Magliano‘s return to Pitti is a journey back in time, revisiting the brand’s initial expressions in Florence five years prior. The event, set at the base of a grand staircase, creates a cinematic atmosphere, transforming the staircase into a symbol of both struggle and glamour, serving as a metaphor for political and queer narratives.
This season, Magliano tries a different approach at the concept of a classic. The brand explores overextended feminine forms as a universal yet reversible rule, highlighting creations like binders developed with Untag, with underwear design, unisex skirts, and visuals that reinterpret Da Vinci, free from the binary constraints of history.
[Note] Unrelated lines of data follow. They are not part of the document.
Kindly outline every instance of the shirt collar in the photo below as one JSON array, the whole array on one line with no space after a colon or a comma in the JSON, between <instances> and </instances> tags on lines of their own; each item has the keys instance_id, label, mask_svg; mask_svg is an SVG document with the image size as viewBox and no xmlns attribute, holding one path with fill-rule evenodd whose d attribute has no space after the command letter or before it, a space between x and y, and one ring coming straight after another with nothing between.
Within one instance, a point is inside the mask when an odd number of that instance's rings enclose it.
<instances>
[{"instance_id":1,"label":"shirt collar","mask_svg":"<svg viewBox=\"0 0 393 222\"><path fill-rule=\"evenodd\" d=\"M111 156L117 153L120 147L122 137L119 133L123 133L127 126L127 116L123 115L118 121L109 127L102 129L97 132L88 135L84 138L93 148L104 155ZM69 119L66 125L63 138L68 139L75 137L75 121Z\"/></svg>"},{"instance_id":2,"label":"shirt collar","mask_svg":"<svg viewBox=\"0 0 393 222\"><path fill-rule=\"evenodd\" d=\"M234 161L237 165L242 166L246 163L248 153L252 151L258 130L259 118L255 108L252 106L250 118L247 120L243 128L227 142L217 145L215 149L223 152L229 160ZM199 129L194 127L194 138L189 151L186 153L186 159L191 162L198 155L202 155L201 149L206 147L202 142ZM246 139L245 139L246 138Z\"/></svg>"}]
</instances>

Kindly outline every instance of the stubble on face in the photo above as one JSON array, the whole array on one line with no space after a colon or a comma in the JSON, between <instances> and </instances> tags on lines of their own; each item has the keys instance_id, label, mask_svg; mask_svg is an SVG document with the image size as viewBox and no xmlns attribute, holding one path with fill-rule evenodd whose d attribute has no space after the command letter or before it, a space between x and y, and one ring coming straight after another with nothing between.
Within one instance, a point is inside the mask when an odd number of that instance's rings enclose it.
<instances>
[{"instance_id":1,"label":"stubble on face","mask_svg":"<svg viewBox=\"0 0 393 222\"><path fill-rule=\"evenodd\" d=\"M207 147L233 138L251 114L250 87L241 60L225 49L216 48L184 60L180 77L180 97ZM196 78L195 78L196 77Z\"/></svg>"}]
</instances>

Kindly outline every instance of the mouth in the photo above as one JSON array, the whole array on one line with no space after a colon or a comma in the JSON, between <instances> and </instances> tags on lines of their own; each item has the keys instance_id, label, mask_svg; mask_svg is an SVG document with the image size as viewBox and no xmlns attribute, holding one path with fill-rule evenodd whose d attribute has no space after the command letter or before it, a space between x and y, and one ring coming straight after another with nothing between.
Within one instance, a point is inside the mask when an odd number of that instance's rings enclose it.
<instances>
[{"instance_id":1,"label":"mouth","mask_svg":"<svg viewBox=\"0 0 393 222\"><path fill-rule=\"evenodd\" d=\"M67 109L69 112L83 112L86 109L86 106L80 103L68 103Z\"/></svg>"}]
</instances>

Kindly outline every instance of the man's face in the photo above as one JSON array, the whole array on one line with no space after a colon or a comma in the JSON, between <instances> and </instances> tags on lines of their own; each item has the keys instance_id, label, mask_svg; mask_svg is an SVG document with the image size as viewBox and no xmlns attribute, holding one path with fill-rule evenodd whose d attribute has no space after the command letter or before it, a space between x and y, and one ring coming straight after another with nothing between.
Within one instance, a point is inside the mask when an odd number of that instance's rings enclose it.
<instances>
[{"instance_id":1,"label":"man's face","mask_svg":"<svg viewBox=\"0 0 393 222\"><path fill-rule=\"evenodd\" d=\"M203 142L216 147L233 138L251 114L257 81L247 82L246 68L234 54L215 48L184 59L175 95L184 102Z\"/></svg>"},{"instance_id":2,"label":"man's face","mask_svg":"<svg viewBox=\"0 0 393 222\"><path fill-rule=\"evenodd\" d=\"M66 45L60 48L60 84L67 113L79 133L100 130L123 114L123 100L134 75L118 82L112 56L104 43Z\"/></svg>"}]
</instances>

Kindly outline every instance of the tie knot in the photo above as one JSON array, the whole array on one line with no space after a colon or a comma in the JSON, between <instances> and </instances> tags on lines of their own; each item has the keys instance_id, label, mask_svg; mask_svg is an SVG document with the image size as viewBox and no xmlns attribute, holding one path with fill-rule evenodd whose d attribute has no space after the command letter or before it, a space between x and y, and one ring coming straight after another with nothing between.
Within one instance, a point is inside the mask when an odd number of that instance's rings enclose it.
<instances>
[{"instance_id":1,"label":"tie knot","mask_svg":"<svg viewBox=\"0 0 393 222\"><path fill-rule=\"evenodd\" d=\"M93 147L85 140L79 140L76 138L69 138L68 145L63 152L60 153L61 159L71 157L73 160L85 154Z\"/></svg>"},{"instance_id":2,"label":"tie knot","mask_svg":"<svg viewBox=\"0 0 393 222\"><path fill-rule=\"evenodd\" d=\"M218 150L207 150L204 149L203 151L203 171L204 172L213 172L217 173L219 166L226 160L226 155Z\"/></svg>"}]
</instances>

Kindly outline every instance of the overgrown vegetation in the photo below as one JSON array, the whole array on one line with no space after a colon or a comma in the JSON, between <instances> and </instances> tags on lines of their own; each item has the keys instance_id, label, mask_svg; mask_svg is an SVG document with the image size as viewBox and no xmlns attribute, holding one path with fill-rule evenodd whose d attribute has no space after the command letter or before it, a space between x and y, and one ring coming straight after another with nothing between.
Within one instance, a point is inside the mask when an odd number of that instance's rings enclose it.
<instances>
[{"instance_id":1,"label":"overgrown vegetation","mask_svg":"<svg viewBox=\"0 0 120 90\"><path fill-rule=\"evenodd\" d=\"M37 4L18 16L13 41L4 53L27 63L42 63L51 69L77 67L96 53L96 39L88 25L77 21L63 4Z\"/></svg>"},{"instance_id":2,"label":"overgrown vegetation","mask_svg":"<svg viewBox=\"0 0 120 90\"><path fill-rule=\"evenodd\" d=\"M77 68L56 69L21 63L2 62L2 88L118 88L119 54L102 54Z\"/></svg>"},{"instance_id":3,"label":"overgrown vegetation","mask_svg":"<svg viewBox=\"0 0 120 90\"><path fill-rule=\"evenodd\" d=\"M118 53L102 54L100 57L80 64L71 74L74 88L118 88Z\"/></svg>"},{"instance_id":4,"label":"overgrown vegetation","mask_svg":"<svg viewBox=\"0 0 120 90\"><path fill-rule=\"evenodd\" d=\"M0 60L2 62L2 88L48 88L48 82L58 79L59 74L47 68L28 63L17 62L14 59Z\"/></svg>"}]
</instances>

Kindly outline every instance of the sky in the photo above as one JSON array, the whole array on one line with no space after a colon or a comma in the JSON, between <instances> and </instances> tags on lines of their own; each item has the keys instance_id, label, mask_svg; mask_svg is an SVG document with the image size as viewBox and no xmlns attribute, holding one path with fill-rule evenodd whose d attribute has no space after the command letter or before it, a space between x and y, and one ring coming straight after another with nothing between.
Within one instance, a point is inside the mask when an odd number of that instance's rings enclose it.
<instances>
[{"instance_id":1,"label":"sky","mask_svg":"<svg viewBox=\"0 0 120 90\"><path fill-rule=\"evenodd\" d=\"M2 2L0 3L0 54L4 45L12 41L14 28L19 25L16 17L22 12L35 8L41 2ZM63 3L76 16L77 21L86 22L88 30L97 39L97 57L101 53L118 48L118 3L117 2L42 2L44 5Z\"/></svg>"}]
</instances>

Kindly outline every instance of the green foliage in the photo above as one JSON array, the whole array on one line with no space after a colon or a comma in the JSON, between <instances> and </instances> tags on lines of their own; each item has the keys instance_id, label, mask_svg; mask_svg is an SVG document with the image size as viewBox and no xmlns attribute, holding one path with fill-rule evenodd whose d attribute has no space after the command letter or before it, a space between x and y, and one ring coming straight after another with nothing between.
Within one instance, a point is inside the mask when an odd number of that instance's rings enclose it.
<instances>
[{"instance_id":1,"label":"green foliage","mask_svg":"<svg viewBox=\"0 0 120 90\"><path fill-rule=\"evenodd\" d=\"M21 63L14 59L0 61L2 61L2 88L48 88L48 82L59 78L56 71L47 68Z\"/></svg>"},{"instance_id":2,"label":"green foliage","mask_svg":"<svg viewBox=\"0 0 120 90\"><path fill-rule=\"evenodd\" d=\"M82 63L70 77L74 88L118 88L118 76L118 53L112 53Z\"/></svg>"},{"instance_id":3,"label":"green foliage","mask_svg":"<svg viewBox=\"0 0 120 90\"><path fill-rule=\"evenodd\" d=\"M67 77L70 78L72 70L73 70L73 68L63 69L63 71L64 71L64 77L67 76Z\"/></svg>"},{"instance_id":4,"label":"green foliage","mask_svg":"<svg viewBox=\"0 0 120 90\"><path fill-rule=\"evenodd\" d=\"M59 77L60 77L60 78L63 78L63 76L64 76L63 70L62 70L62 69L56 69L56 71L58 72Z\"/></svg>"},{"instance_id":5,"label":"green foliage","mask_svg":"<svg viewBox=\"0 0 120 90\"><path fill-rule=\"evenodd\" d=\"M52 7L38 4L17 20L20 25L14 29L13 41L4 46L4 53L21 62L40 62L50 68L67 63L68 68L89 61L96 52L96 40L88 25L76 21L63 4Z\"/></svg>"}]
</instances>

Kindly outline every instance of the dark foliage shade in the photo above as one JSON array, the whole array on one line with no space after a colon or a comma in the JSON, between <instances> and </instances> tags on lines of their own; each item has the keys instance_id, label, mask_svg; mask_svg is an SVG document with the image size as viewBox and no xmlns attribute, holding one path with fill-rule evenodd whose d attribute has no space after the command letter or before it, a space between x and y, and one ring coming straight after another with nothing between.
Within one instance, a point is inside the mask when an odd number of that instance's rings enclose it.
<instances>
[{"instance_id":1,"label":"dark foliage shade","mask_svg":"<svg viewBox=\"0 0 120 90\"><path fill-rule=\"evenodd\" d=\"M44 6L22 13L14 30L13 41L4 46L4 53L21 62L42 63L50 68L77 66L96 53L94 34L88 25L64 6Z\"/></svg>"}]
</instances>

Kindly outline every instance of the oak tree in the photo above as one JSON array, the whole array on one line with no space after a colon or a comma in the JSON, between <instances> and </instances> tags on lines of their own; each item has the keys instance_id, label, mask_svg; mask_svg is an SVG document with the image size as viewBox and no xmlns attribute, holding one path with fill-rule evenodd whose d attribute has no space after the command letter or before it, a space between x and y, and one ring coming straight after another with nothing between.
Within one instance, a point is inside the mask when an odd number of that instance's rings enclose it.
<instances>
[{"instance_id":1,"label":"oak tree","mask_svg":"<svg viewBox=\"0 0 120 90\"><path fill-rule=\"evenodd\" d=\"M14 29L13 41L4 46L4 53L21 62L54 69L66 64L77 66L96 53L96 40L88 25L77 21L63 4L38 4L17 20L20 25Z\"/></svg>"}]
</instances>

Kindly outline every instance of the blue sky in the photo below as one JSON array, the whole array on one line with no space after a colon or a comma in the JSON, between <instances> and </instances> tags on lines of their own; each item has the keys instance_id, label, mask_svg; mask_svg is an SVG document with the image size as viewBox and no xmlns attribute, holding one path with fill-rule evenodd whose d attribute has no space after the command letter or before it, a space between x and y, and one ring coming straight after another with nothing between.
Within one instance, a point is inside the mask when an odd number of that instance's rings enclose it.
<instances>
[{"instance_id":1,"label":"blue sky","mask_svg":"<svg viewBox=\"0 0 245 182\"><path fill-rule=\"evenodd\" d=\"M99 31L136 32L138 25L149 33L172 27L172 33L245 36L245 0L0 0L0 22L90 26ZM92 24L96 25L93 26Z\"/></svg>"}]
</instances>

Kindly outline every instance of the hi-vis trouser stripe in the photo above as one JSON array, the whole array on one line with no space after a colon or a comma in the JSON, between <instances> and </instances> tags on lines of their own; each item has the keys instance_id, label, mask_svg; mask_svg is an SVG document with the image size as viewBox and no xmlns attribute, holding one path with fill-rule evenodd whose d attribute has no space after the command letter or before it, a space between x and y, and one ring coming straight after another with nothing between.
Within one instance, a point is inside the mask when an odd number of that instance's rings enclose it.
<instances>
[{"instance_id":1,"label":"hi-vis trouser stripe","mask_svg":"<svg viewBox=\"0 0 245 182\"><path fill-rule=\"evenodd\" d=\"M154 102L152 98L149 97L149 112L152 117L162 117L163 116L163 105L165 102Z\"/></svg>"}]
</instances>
A notable classic is the Neapolitan-shaped suit, hand-sewn by Kiton, as well as Borsalino hats, that undergo a playful sabotage of their development processes.
The color palette is somber with highlights, such as pins on jacket collars and literal candles of various sizes worn as military ranks, metaphorical depictions of life and aging. Jackets are dissolving into melton parts and sweaters are paying tribute to lesbian poetess Patrizia Cavalli. In footwear, Magliano collaborates with U-Power for the third time, enhancing safety shoes with improved grip, and with UGG®, slippers and loafers receive a Magliano-style twist.
Nostalgia, inspired by Andrei Tarkovsky‘s “Nostalghia,” is presented as a driving force for human motivation, encouraging radical solutions. This parade, both formal and chaotic, is set to the dizzying music of Oxhy.